Childish acceptance of oneself, or not as the case may be! I was always elsewhere it seems, too busy daydreaming to pay much attention to the carcass I inhabited, and of course being trussed into awfully formal dresses, knee high socks and patent shoes while having my hair cut like a boy was rather bizarre...

LJ said...

I'd love to see a picture of your childhood self, Ariel. And if it's given you a disregard for appearances perhaps we should dress all little girls that way.

Darkmind said...

Yeah, I remember when I was a kid.

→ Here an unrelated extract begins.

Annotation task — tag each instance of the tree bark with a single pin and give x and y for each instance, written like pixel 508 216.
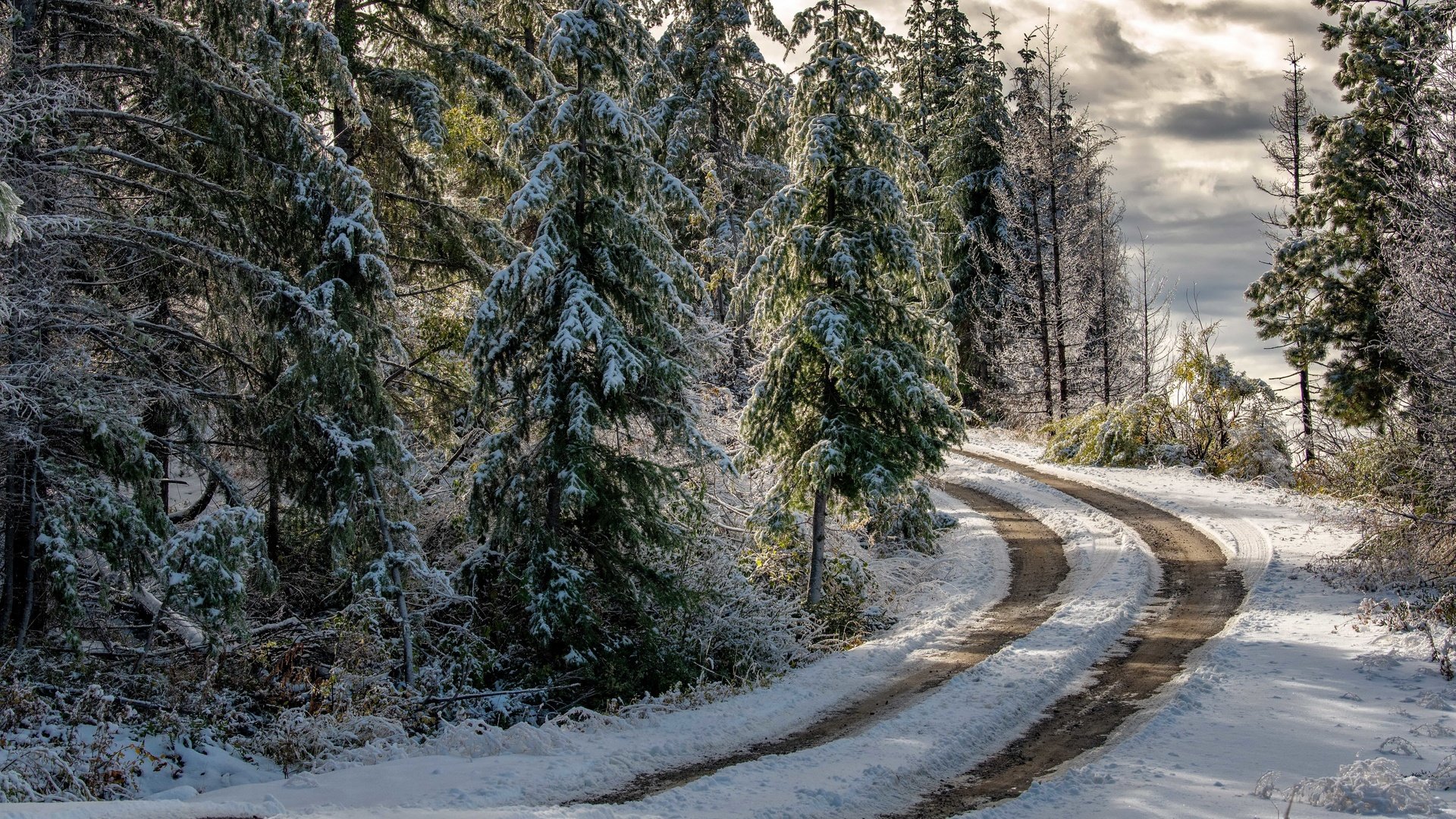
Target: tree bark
pixel 817 554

Wait...STOP...NOOOOO!!!!! (Darkmind begins bashing temple with the heel of his palm) Okay, the memory is gone now. Phew, that was close!

LJ said...

Hi D. Yeah. I thought about you when I was writing this. Helped put it in the no-big-whoop category.

Darkmind said...

HEY! Never belittle your own whoop! Or is that more of the "I can't complain" mantra you've picked up lately?

LJ said...

D - Well no. I mean yes. I mean it was all very awkward and difficult and confusing back then. Looking back, though - and considering (now that I'm far, far away from it) that unruly hair, big feet and long limbs aren't exactly world shaking tragedy...
Umm...
Can I steal that "never belittle your own whoop" line? Thanks!